Mine was pretty cheap to make, and I do think it is better than nothing but worse than live partners. It is kind of like working the heavy bag. Really good for you after you have been taught to do the techniques right. But could be bad, and cause injuries if you have not been shown how to do those techniques.
3/07/2011 3:33pm, #6
- Join Date
- Jan 2006
- Sherwood, OR
There are a lot of fine details that separate moves from the crappling, ok, proficient, and perfect categories. You're going to have to drill moves many in order to develop a proper kinetic sense and proficiency, and if you develop bad habits early you're going to have to spend a lot more time fixing what's ingrained in your head.
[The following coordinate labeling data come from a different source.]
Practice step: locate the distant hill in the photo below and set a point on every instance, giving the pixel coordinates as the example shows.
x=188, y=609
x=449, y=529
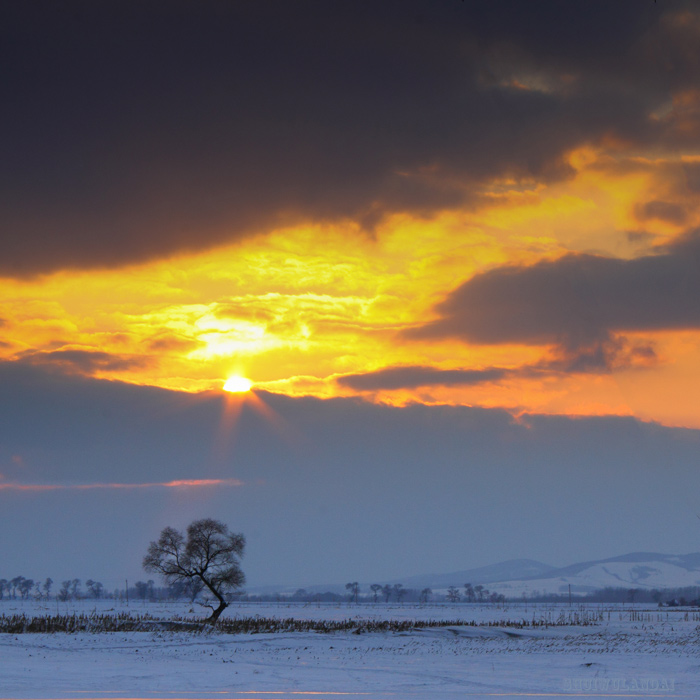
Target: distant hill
x=643, y=570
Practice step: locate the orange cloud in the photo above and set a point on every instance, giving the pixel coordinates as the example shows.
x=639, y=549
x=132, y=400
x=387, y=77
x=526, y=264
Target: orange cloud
x=179, y=483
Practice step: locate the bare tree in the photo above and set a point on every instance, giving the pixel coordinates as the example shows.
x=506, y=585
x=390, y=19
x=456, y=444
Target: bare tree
x=95, y=588
x=354, y=589
x=64, y=593
x=25, y=586
x=209, y=554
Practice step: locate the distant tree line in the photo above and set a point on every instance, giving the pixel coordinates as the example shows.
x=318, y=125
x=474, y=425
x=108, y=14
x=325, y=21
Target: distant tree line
x=21, y=588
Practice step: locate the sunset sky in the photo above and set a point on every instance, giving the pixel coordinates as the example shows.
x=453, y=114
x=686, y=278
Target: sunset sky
x=454, y=245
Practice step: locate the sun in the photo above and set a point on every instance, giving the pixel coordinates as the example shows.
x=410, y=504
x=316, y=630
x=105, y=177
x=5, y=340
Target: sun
x=237, y=384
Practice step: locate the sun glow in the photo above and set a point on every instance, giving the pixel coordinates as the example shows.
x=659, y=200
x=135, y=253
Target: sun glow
x=237, y=384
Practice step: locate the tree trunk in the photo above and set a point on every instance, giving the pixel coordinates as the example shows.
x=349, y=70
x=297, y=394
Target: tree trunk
x=222, y=603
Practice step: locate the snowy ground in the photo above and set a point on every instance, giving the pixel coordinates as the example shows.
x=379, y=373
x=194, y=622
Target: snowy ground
x=644, y=654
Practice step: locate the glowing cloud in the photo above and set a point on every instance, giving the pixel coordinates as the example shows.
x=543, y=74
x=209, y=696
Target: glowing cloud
x=177, y=484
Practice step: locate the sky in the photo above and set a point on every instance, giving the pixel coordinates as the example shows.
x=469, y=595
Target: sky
x=453, y=246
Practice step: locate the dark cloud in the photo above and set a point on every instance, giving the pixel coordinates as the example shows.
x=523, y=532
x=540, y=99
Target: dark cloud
x=133, y=130
x=576, y=301
x=83, y=361
x=416, y=376
x=602, y=356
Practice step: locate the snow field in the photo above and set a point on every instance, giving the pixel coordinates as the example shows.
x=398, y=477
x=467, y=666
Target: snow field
x=635, y=652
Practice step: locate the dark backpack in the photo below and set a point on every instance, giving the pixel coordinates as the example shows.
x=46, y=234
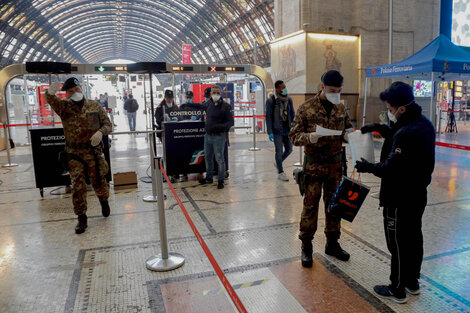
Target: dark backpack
x=133, y=106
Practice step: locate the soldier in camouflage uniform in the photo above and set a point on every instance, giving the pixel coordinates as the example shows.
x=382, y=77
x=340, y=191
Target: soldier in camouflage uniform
x=322, y=163
x=85, y=122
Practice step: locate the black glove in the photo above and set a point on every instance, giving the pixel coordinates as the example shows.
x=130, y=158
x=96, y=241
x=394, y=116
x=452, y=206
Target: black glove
x=384, y=130
x=364, y=166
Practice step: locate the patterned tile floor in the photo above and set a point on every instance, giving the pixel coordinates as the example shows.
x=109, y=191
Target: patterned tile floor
x=251, y=228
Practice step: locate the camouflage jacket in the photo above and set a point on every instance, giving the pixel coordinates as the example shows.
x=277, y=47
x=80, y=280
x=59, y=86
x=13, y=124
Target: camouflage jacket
x=80, y=123
x=308, y=116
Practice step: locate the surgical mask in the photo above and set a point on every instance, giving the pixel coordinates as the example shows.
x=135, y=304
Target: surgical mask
x=334, y=98
x=77, y=97
x=215, y=97
x=391, y=117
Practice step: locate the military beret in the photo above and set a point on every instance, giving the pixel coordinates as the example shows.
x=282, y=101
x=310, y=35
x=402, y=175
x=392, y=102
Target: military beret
x=169, y=94
x=398, y=94
x=70, y=83
x=332, y=78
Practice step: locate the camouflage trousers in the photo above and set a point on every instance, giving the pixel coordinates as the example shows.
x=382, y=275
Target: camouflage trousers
x=326, y=177
x=79, y=186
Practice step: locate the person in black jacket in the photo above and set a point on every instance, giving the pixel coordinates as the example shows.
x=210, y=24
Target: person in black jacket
x=405, y=172
x=131, y=106
x=190, y=109
x=219, y=119
x=164, y=109
x=279, y=116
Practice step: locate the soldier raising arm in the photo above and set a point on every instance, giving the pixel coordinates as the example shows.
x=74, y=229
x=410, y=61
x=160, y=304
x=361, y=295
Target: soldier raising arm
x=85, y=122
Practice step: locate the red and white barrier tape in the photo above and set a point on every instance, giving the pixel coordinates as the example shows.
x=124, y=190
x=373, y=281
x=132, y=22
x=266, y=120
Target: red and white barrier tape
x=28, y=124
x=231, y=292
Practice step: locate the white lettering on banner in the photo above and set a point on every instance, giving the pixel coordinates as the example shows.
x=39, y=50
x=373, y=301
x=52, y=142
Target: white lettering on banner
x=395, y=69
x=188, y=130
x=47, y=138
x=179, y=113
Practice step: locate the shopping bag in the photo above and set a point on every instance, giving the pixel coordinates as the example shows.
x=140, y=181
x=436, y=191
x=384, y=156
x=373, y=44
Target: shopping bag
x=348, y=198
x=361, y=146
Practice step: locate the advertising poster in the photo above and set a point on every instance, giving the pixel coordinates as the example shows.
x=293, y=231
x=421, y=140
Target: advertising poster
x=288, y=61
x=46, y=144
x=333, y=52
x=184, y=147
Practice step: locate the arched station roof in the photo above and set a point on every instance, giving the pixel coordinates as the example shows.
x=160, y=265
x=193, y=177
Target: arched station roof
x=94, y=31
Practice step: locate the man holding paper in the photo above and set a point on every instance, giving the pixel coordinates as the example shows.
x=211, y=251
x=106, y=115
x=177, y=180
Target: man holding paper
x=321, y=125
x=405, y=171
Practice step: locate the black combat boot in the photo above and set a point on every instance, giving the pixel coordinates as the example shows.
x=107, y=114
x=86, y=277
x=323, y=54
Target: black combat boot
x=334, y=249
x=307, y=251
x=105, y=210
x=82, y=224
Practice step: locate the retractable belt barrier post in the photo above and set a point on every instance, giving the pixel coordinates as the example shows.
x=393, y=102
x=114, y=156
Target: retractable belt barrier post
x=228, y=287
x=300, y=163
x=254, y=148
x=164, y=261
x=7, y=144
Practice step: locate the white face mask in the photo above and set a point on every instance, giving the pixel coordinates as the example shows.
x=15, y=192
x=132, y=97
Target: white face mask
x=334, y=98
x=391, y=117
x=216, y=98
x=78, y=96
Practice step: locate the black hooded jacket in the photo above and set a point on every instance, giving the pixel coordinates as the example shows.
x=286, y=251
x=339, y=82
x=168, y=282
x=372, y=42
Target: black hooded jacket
x=407, y=169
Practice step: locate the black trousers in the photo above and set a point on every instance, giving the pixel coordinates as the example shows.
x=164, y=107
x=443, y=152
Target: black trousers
x=405, y=242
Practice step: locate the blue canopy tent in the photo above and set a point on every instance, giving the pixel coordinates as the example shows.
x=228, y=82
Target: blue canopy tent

IMO learn from a qualified instructor first, then practice drills on the dummy after you know the details.
[*]How tall should I make the dummy relative to my own height (I'm 5′7″)?
[*]Is an area roughly 4′ by 7′ large enough to work in?[/LIST]
3/07/2011 4:50pm, #7
Well, the consensus of people I certainly trust as authorities is that I shouldn't do it—so I'm not going to do it. This is exactly why I started this thread: I'm ignorant of fine details and, thus, couldn't see why this would be a bad strategy.
Thanks for your time and consideration.
9/19/2011 7:38am, #8
9/19/2011 8:34am, #9
- Join Date
- Apr 2011
- Lower Franconia
9/19/2011 9:33am, #10
Since technique forum rules require me to post something remotely useful, I'll take this opportunity to point out that I'm no closer to training BJJ than I was when I started this thread; I had to delay my six month plan by about six months.